02. Attention Mechanisms
The attention mechanism computes contextual relationships between all positions in a sequence. For each output position, attention weighs all input positions based on learned relevance.
The scaled dot-product attention receives queries (Q), keys (K), and values (V) as inputs. The attention weights come from Q-K similarity, then apply to V:
Attention(Q, K, V) = softmax(QK^T / √d_k) V
def scaled_dot_product_attention(Q, K, V, mask=None):
"""
Q, K, V: (batch, heads, seq_len, d_k)
Returns: (batch, heads, seq_len, d_k)
"""
d_k = Q.shape[-1]
# Compute attention scores
scores = torch.matmul(Q, K.transpose(-2, -1)) / math.sqrt(d_k)
# Apply mask (for causal attention in decoder)
if mask is not None:
scores = scores.masked_fill(mask == 0, float('-inf'))
# Softmax to get weights
attn_weights = F.softmax(scores, dim=-1)
# Apply weights to values
output = torch.matmul(attn_weights, V)
return output, attn_weights
Failure mode: Numerical instability in softmax occurs with large attention scores. Before dividing by √d_k, if QK^T values exceed ~87, you get overflow (exp(87) ≈ inf64). The √d_k scaling prevents this for reasonable d_k values, but with d_model=4096, extreme activations still cause issues.
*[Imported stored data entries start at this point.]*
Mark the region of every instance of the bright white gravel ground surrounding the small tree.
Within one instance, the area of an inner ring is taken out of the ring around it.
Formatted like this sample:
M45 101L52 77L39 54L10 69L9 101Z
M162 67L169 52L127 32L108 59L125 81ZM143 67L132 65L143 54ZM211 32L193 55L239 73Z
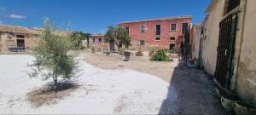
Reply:
M56 104L33 107L26 94L49 81L28 77L27 64L32 60L31 55L0 55L0 114L157 114L167 98L169 83L160 78L131 70L103 70L83 61L84 73L76 78L81 88ZM176 90L169 89L169 94L174 103Z

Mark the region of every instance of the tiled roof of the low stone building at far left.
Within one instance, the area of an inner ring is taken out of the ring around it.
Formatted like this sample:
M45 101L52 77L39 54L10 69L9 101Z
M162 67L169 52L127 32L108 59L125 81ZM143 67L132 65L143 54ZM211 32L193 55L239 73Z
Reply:
M14 32L22 34L38 34L37 31L21 26L0 25L0 32Z

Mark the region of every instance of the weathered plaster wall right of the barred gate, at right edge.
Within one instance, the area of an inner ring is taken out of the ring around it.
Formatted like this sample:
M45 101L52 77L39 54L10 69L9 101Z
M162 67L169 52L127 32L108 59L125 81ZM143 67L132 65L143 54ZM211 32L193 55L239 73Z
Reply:
M244 0L242 1L245 2ZM247 0L236 91L241 100L256 106L256 0ZM243 16L243 15L241 15ZM241 22L241 21L239 21Z

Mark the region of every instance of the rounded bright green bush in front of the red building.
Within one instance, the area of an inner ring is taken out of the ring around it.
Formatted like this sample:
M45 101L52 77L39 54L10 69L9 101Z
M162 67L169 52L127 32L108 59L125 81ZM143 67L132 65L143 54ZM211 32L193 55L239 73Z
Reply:
M159 49L156 53L150 58L150 60L156 61L170 61L170 57L166 54L166 50Z

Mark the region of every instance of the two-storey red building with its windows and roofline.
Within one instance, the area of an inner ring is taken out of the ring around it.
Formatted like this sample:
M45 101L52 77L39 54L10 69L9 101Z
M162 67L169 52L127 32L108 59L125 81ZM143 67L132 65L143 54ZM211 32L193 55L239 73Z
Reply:
M189 31L191 16L169 17L152 20L125 21L119 26L125 27L131 37L131 47L160 47L178 50L183 41L183 33Z

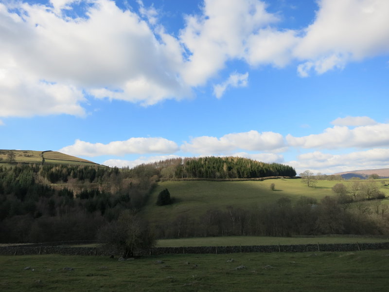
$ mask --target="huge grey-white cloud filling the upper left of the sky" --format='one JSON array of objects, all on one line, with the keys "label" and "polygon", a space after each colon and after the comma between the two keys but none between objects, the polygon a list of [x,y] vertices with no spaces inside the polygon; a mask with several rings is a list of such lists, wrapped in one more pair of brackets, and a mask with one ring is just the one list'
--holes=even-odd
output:
[{"label": "huge grey-white cloud filling the upper left of the sky", "polygon": [[176,38],[110,0],[67,17],[72,2],[0,3],[0,116],[83,115],[85,92],[143,105],[190,95]]}]

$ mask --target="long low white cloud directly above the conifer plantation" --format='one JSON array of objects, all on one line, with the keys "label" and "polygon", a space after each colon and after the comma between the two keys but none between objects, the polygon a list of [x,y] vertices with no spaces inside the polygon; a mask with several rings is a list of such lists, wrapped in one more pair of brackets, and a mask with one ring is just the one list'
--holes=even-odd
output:
[{"label": "long low white cloud directly above the conifer plantation", "polygon": [[185,142],[181,150],[197,154],[229,153],[237,149],[249,151],[279,150],[284,147],[283,136],[274,132],[251,130],[243,133],[232,133],[220,138],[202,136],[192,138],[190,143]]}]

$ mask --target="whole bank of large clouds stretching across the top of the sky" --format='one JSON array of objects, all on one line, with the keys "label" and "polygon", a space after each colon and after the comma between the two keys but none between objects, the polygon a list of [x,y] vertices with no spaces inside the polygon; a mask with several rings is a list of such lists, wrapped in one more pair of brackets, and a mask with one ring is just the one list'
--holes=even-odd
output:
[{"label": "whole bank of large clouds stretching across the top of the sky", "polygon": [[[252,68],[298,60],[307,77],[389,52],[387,0],[320,0],[300,31],[282,28],[265,1],[204,0],[177,36],[158,23],[157,9],[138,5],[135,12],[112,0],[0,3],[0,116],[82,116],[90,96],[144,106],[182,99],[231,60]],[[245,74],[231,75],[214,93],[246,83]]]}]

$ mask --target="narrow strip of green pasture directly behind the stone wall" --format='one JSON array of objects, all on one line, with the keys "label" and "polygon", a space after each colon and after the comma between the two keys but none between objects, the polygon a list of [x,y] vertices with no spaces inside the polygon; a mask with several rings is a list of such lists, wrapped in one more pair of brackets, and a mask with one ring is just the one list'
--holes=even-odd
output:
[{"label": "narrow strip of green pasture directly behind the stone wall", "polygon": [[230,236],[230,237],[195,237],[159,239],[158,247],[168,246],[238,246],[238,245],[278,245],[278,244],[330,244],[330,243],[362,243],[387,242],[389,237],[363,236],[323,236],[323,237],[257,237],[257,236]]}]

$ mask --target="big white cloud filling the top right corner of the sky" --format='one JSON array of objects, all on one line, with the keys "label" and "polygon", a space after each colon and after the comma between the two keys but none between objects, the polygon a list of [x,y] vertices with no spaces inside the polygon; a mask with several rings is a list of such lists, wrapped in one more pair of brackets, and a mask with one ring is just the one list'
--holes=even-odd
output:
[{"label": "big white cloud filling the top right corner of the sky", "polygon": [[319,0],[318,5],[315,21],[293,49],[295,57],[308,60],[298,67],[301,76],[389,52],[389,1]]}]

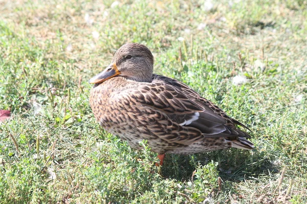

Failure mode: Naive implementation allocates O(n²) memory for attention scores. For a batch of 8 sequences at 4096 tokens, this is 8 × 4096² × 4 bytes ≈ 0.5 GB just for scores, before values. Larger models or longer contexts make this prohibitive.
The mask parameter handles causal masking: each output position should only attend to previous positions (and itself for encoder-decoder attention). This prevents the model from "looking ahead" during training.
Local verification checkpoint
Run the smallest example from this chapter in a local workspace and record the package version, runtime, data path, and observed output. If the result depends on model size, vector count, CPU/GPU backend, or available memory, note that constraint beside the exercise so the lesson remains reproducible.
Implement causal masking manually and verify that a position at index 100 only attends to indices 0-100 (inclusive). Check with a random attention weight matrix by applying your mask and inspecting which positions receive non-zero weights.